A Gauss-Bonnet formula for the renormalized area of minimal submanifolds of Poincaré-Einstein manifolds
Jeffrey S. Case, C Robin Graham, Tzu-Mo Kuo, Aaron J. Tyrrell, Andrew Waldron
TL;DR
The paper proves a Gauss–Bonnet-type formula for the renormalized area of even-dimensional minimal submanifolds Y in Poincaré–Einstein manifolds X by postulating a submanifold analog of Alexakis' decomposition of conformal invariants. The extrinsic Q-curvature I on Y is conjectured to decompose as I = c Pf + W_Q + div V, which yields renormalized-area expressions A = c_k χ(Y) + ((-1)^{k/2}/(k-1)!) ∫_Y W_Q dA when i:Y→X is polyhomogeneous and the ambient metric is Poincaré–Einstein. The authors verify the conjecture in dimensions k = 2 and k = 4, derive explicit forms for the corresponding W_Q, and connect these with known invariants in the literature; they also provide a renormalized-area formula for minimal submanifolds of Einstein manifolds.
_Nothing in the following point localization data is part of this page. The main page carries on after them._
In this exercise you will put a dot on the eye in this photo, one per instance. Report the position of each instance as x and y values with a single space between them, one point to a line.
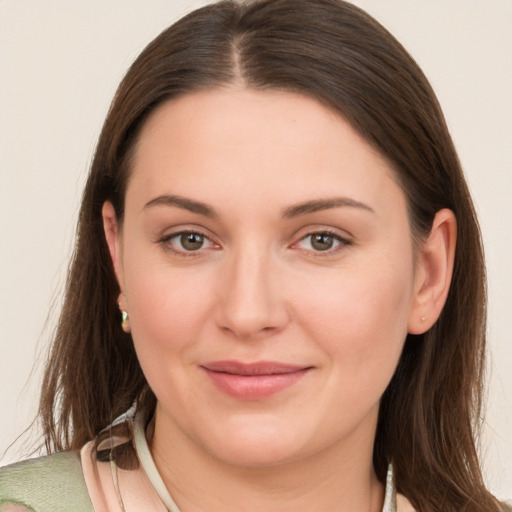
188 241
321 242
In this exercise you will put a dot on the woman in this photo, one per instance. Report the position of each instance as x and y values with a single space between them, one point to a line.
271 277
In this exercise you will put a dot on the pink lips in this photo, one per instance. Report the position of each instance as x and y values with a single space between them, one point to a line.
253 381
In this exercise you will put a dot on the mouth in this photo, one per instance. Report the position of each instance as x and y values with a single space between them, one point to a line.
253 381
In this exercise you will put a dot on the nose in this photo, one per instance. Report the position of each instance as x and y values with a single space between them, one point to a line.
251 299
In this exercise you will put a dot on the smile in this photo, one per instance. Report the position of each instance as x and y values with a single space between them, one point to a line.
253 381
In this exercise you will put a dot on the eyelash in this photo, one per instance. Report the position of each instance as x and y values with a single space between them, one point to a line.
169 246
342 243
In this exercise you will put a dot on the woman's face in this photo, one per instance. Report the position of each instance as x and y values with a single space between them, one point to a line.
266 263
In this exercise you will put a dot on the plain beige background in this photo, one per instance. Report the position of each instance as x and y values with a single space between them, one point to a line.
60 63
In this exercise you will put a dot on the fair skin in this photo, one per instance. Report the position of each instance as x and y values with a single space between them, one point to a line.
263 235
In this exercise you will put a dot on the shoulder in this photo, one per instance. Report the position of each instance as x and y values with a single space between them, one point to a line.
403 504
54 483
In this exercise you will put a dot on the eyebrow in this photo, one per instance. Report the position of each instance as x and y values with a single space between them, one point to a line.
296 210
324 204
184 203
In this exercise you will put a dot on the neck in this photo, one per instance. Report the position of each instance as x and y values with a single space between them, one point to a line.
340 478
The work advances conformal submanifold geometry by producing a robust, invariant integrand for renormalized quantities and ties holographic-type renormalization to intrinsic topological data via the Euler characteristic.
Abstract
Assuming the extrinsic $Q$-curvature admits a decomposition into the Pfaffian, a scalar conformal submanifold invariant, and a tangential divergence, we prove that the renormalized area of an even-dimensional minimal submanifold of a Poincaré-Einstein manifold can be expressed as a linear combination of its Euler characteristic and the integral of a scalar conformal submanifold invariant. We derive such a decomposition of the extrinsic $Q$-curvature in dimensions two and four, thereby recovering and generalizing results of Alexakis-Mazzeo and Tyrrell, respectively. We also conjecture such a decomposition for general natural submanifold scalars whose integral over compact submanifolds is conformally invariant, and verify our conjecture in dimensions two and four. Our results also apply to the area of a compact even-dimensional minimal submanifold of an Einstein manifold.